Besides, to believe in Santa Claus is to believe in magic. The belief in magic in many respects is a pernicious thing. Because of it you’ve got countless multitudes thinking that aliens abduct people, that Elvis is alive, that you can earn big money stuffing envelopes in your home, and that the TV preacher can cure you if you send him 50 bucks. A certain class of persons, of whom your columnist is one, will go through their lives attempting to extinguish these foolish hopes. No doubt in the main it is good that we do so. But even the sternest among us remembers the wonder we felt as children to think there was a force having a kindly interest in us that wasn’t bound by the rules of this drab world.

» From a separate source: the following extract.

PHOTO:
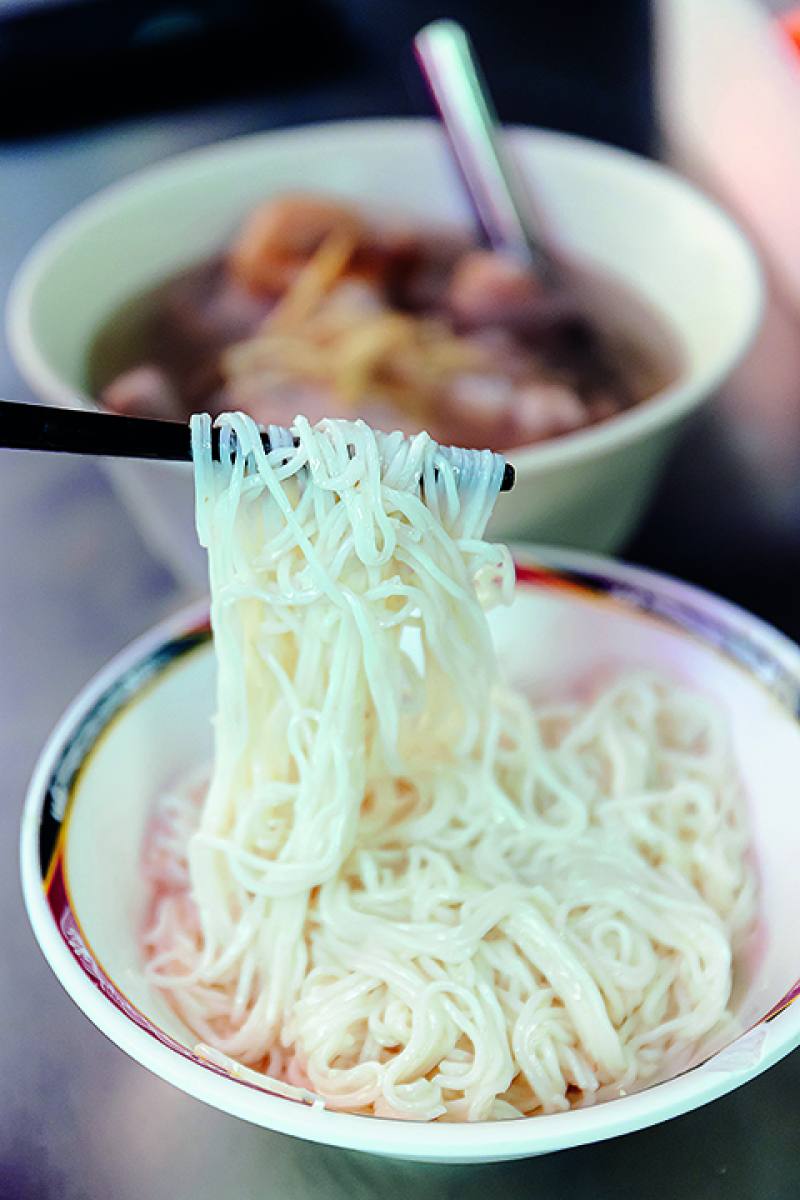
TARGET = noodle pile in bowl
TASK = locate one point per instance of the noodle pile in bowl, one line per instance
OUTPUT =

Wherefore if there’s someone who’s going to say flat out that Santa Claus doesn’t exist, it’s not going to be me.
Cecil Adams
The Straight Dope

Thanks for posting that Lois. I;d never seen it before

I suggest that at the first Christmas that a child can meaningfully communicate with their primary caregiver/s, that the caregiver/s “excitedly” tell the child, “Oh boy! Christmas is coming! This is the time of year that we get to pretend that Santa is coming to bring gifts!”
This way, the kid gets the enjoyment of the season, without unnecessarily delaying their development beyond the magical thinking stage. Also, this would avoid the, otherwise, inevitable, sense of betrayal, the child will experience, when they, eventually, learn that their caregiver/s have been lying to them.

As Richard Attenborough says in “Miracle on 34th Street”, if you can slow down time so that a year is as long as a second, it would be easy to visit every house on Earth in one night and still have time for a quiet supper afterwards. :slight_smile:
But if you watch these holiday movies, it’s obvious that “believing in Santa” is just a transparent blind for “believing in God”. That’s what they’re really trying to sell. People who don’t believe in Santa are all cynical, world-weary, greedy materialists in the worst sense of the word. And faced with the obvious evidence that magic is “real” in these movies, they have to be willfully blind cynics, too! What always bothers me is how even the parents can end up not believing, if some mysterious force is actually making these presents appear every December 25th!

What can actually be, for some, at Christmas time, is a real subjective experience of the value of, and the enjoyment of, giving to others. So what Santa represents can be. But, yes, Virginia, I mean Lois, there is no actual organic entity that we know as Santa Claus.

People who don't believe in Santa are all cynical, world-weary, greedy materialists in the worst sense of the word.
This is true. 8-/
What always bothers me is how even the parents can end up not believing, if some mysterious force is actually making these presents appear every December 25th!
Lolwut? I've never heard of adults who revert to believing in Santa Claus while watching Christmas movies.